Part 2 follows below:


----------



## Soren (Jan 9, 2009)

_'This changed the situation for us once again. I knew now that Frauscher's tank was behind me, was aware of the company's combat plans, and had come to grips with an adversary who, in nightfighting at least, was inexperienced and could be thrown into confusion. We had to make use of this advantage in the context of the entire operation. Radio contact with the company was still unobtainable. 'All on my own I decided to have the turret turned to 12 o'clock (to the line of advance) and gave the order: "Tanks forward!" We would have been happy to knock out the enemy tanks but this would have alerted the whole enemy front. Also, our friend Frauscher who followed us took care of that. According to his report, the tanks were kept busy once again. He bagged all nine of them.

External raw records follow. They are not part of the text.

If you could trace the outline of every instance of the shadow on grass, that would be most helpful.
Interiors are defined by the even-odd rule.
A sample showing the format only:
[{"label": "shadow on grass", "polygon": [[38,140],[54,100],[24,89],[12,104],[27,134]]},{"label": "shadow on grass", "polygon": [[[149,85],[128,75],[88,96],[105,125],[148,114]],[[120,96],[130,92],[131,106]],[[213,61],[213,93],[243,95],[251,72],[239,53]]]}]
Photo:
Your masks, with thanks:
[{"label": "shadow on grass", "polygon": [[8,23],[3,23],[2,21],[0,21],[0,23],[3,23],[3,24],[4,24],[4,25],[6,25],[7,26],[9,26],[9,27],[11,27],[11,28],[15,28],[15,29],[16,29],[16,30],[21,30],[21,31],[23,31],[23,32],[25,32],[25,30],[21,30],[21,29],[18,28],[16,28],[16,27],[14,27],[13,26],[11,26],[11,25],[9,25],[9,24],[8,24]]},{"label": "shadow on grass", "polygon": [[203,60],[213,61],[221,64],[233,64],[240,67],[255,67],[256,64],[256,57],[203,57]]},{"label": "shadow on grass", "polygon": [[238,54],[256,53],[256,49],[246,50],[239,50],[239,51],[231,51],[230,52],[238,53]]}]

'We moved on towards Manhay. The forest closed in on us again. Singly at first, then in groups and columns, there were American infantry pulling out on to the road from the right side of the forest. For reasons I couldn't understand, the enemy was disengaging. We were moving through the middle of them without taking any special care. My crew, and especially my driver, needed some clarification regarding the situation in which we found ourselves. My young troops were very tensed up indeed, but wonderfully calm, as always in such dangerous situations. The American soldiers were avoiding us, jumping to one side, cursing and threatening us, but they didn't recognise us as German tanks, though I was standing upright out of the cupola and looking down at them. Beneath the squares of the pattern of the camouflage netting their steel helmets were shining in the moonlight. Their faces were haggard. Then the dawn broke over the forest. Suddenly, there were houses on the left and right of the road. We had reached Manhay. So as to continue unrecognised, we increased our speed. 

The buildings became denser. There were tanks and lorries which had arrived at the house and signs of activity in front of a lighted cafe - surely a staff headquarters. Scurrying soldiers enlivened the picture. We drove right through the middle of them - with them even making room to let us through.

'Then we found ourselves at the crossroads. The left-hand road led through Grandmenil to Erezee, the objective for the company's attack. From this direction, three Sherman tanks rolled forwards at us. I refrained from turning aside, and continued to drive straight on over the crossroads towards Liege Anything to get out of the village! And then turn round at some point so as to join up with the attacking company again, or at least get back into its area of radio contact. That was what we were trying to do. Till then, not a single shot had been fired - either by the enemy or by us. To start an exchange of fire would have been mad and would have doomed us. The danger had not yet been staved off; it was just beginning. On our right, in the direction of the crossroads, there was one enemy tank behind another and all Shermans of the worst type. And always in groups of nine or twelve, behind each other in company formation. In the gaps between them there were jeeps - company commander vehicles. The crews had sat down and were smoking and chatting near their tanks. There was one enemy company after another, all in rows. I gave up trying to count them but estimate the number of tanks at eighty or more.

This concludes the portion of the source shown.